Hildene discusses plans, unveils new mission
"Our goal," said Seth Bongartz, "Is to be a world class cultural heritage site. You don't want to set out to be the second best, you want to be the best."
This attitude has led to a new mission for Hildene: "Values into Action."
"The first thing that we had to do was identify our core values," said Bongartz, "integrity, perseverance, and civic responsibility. Now, we're not looking back and saying, 'What would Lincoln do,' these are our values." The key actions that evolved from those values, he said, were land conservation, historic preservation, sustainability, and civil civic discourse.
Bongartz continued, "Our goal is to bring all 412 acres into the guest experience."
The estate has been focusing in recent years on improving its trail system, and, beginning this year, will focus more on growing their own crops and animals. "The notion of sustainability permeates everything," he said, "We don't do demonstrations. Everything we do on the property is done for a reason. We don't run the sawmill unless there's an authentic need to run the sawmill."
New focus will also be placed on protecting songbirds and pollinators, such as bees and butterflies, which Bongartz called the "canaries in the coal mine" for the health of an ecological system. Earlier in the spring, the estate ran a program at three local schools where Diane Newton, an instructor from Hildene, helped students plant gardens for pollinators. Bongartz also said a 20-acre plot of land will be turned into a dedicated songbird ground-nesting sanctuary, and that pollinator friendly plants will be planted along the edges of the land cleared for animal and crop raising.
Hildene hires 30 year-round and 10 seasonal employees. "We can't afford to be extravagant, but we pay more than most," said Bongartz. He also touted the positive effect Hildene has on the local community.
"Thirty-six thousand people visited Hildene in 2013," he said.
Of that number, which only includes paying guests, not those who visited the estate for weddings or school trips, about 18,000 came to the area specifically to visit the estate.
"That's 18,000 people a year who wouldn't have been here otherwise, who afterwards go eat and shop in Manchester," said Bongartz. He also noted that Hildene had visitors from 27 countries in 2013.
Education has also been a long-standing part of Hildene's programming, said Bongartz, but most of their programs are geared towards elementary schoolers, such as the pollinator gardens, or middle schoolers, such as the Lincoln Essay contest. Starting this year, however, Hildene will begin offering programs for high school students, in subjects ranging from plant and soil science, to botany, to economics, to animal husbandry, to literature.

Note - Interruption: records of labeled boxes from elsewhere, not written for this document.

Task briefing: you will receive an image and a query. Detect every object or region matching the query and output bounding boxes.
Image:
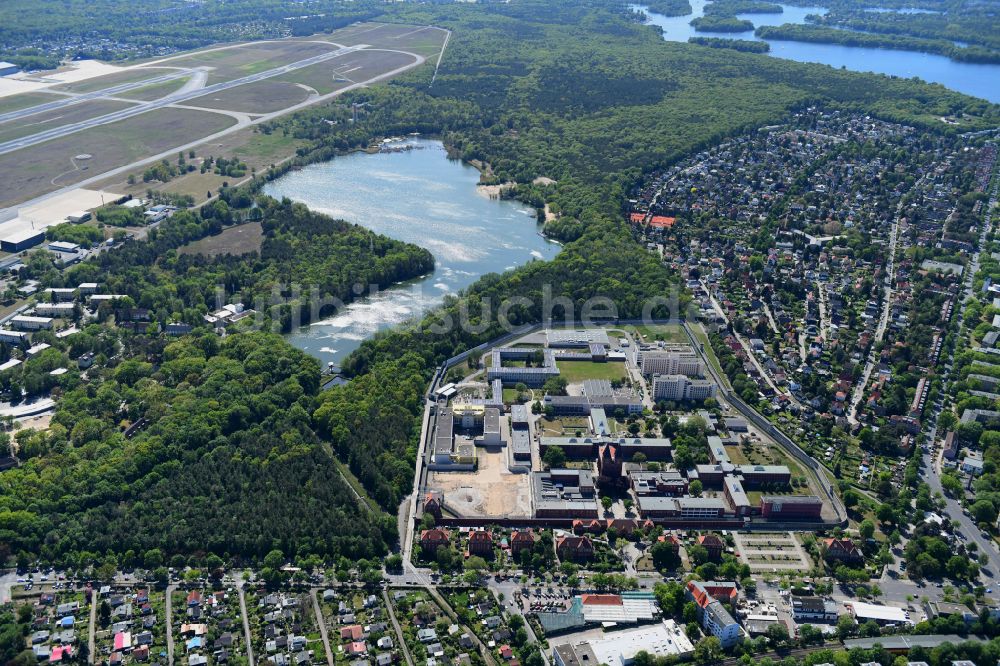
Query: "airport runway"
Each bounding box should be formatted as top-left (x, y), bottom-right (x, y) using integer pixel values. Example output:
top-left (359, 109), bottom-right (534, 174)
top-left (0, 70), bottom-right (194, 123)
top-left (0, 44), bottom-right (368, 155)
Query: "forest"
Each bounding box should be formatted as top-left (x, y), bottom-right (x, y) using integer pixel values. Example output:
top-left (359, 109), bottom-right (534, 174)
top-left (0, 0), bottom-right (1000, 561)
top-left (25, 192), bottom-right (434, 331)
top-left (266, 2), bottom-right (996, 510)
top-left (691, 15), bottom-right (753, 32)
top-left (0, 325), bottom-right (395, 567)
top-left (688, 37), bottom-right (771, 53)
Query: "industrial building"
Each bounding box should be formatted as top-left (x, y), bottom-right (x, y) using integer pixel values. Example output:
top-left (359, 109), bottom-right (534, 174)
top-left (10, 315), bottom-right (52, 331)
top-left (792, 596), bottom-right (839, 624)
top-left (0, 229), bottom-right (45, 252)
top-left (760, 495), bottom-right (823, 520)
top-left (35, 303), bottom-right (76, 317)
top-left (510, 405), bottom-right (531, 461)
top-left (531, 469), bottom-right (597, 518)
top-left (0, 330), bottom-right (28, 345)
top-left (845, 601), bottom-right (913, 626)
top-left (552, 620), bottom-right (694, 666)
top-left (637, 495), bottom-right (727, 520)
top-left (486, 347), bottom-right (559, 387)
top-left (636, 346), bottom-right (705, 377)
top-left (545, 328), bottom-right (610, 349)
top-left (653, 375), bottom-right (717, 402)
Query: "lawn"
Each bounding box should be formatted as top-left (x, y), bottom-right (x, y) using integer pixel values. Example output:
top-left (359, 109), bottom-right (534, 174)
top-left (538, 416), bottom-right (590, 437)
top-left (121, 79), bottom-right (188, 102)
top-left (629, 324), bottom-right (687, 342)
top-left (556, 361), bottom-right (626, 384)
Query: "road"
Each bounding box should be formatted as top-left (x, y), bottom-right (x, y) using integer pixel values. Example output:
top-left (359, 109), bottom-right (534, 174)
top-left (921, 172), bottom-right (1000, 601)
top-left (165, 585), bottom-right (177, 666)
top-left (847, 176), bottom-right (925, 426)
top-left (701, 278), bottom-right (805, 409)
top-left (236, 578), bottom-right (257, 666)
top-left (0, 69), bottom-right (195, 123)
top-left (0, 41), bottom-right (427, 228)
top-left (0, 44), bottom-right (368, 155)
top-left (308, 587), bottom-right (336, 666)
top-left (87, 591), bottom-right (97, 664)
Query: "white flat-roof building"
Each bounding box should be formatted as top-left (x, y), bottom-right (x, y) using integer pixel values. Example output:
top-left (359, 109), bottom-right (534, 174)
top-left (552, 620), bottom-right (694, 666)
top-left (42, 287), bottom-right (76, 303)
top-left (0, 358), bottom-right (21, 372)
top-left (28, 342), bottom-right (52, 358)
top-left (35, 303), bottom-right (76, 317)
top-left (545, 328), bottom-right (610, 347)
top-left (10, 315), bottom-right (52, 331)
top-left (49, 241), bottom-right (80, 254)
top-left (844, 601), bottom-right (913, 624)
top-left (0, 330), bottom-right (28, 345)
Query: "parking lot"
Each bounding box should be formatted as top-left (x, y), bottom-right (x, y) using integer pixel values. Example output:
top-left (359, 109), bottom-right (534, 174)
top-left (733, 532), bottom-right (812, 573)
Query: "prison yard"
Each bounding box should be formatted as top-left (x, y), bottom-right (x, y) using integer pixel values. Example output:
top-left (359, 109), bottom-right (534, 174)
top-left (0, 0), bottom-right (1000, 666)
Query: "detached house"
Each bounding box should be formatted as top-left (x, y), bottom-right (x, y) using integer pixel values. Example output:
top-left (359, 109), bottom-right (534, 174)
top-left (556, 536), bottom-right (594, 562)
top-left (823, 538), bottom-right (865, 566)
top-left (420, 528), bottom-right (448, 553)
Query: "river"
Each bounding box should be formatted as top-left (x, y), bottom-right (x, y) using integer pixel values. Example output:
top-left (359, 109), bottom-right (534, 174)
top-left (632, 0), bottom-right (1000, 103)
top-left (264, 138), bottom-right (559, 364)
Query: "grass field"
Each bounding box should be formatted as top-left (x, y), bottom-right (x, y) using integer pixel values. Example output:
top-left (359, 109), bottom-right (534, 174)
top-left (178, 222), bottom-right (264, 257)
top-left (278, 50), bottom-right (422, 95)
top-left (100, 128), bottom-right (301, 202)
top-left (0, 100), bottom-right (133, 141)
top-left (538, 416), bottom-right (590, 437)
top-left (0, 92), bottom-right (63, 113)
top-left (52, 67), bottom-right (170, 93)
top-left (628, 324), bottom-right (688, 342)
top-left (0, 108), bottom-right (236, 206)
top-left (185, 81), bottom-right (309, 113)
top-left (120, 79), bottom-right (188, 102)
top-left (556, 361), bottom-right (626, 384)
top-left (165, 40), bottom-right (337, 84)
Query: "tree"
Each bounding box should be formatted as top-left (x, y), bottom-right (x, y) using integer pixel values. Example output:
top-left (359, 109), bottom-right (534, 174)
top-left (687, 543), bottom-right (708, 565)
top-left (385, 553), bottom-right (403, 571)
top-left (542, 446), bottom-right (566, 469)
top-left (465, 555), bottom-right (487, 571)
top-left (649, 541), bottom-right (681, 570)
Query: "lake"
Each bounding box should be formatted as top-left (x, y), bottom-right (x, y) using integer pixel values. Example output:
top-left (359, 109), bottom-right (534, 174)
top-left (632, 0), bottom-right (1000, 103)
top-left (264, 138), bottom-right (559, 364)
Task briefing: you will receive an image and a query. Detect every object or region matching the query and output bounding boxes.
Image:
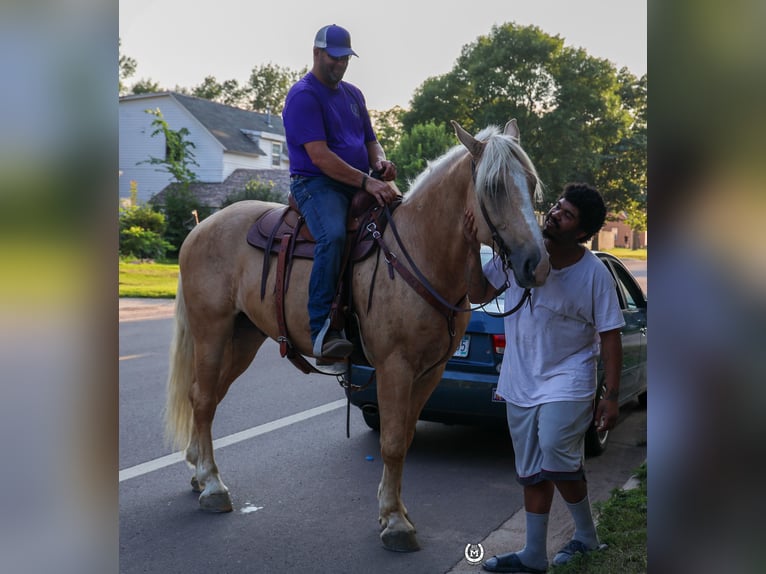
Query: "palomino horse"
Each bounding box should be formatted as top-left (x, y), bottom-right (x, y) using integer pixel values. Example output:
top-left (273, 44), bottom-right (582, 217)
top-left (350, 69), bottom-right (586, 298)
top-left (166, 120), bottom-right (549, 551)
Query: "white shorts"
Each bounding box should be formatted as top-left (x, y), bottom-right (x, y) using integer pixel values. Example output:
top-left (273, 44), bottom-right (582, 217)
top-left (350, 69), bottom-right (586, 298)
top-left (506, 401), bottom-right (593, 484)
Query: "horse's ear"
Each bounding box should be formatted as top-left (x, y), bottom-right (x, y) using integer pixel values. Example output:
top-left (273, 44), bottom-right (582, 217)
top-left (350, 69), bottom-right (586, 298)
top-left (450, 120), bottom-right (484, 158)
top-left (503, 118), bottom-right (521, 144)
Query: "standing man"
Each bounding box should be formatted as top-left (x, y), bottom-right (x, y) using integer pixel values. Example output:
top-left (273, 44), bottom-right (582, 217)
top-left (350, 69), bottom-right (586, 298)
top-left (282, 24), bottom-right (398, 358)
top-left (465, 184), bottom-right (625, 573)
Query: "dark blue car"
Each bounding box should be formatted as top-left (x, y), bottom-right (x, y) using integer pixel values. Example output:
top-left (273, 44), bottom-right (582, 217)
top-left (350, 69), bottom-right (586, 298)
top-left (348, 250), bottom-right (646, 456)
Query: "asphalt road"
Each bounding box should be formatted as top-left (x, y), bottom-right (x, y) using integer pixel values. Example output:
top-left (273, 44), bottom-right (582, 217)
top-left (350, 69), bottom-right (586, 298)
top-left (119, 292), bottom-right (646, 574)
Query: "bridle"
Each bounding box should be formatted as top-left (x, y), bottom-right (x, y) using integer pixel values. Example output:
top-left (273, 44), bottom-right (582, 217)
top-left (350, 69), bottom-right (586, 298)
top-left (471, 158), bottom-right (532, 317)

The estate is planning to renovate one of its barns to serve as a classroom, and is putting up a greenhouse that will be primarily used for education. However, at least in the current year, Hildene will focus more on on-site education than visiting schools. "There will be chapters beyond this one, but this chapter is high school."
Asked when all of these changes would be implemented, Bongartz responded, "There's no such thing as being done. Hildene will be ever-changing."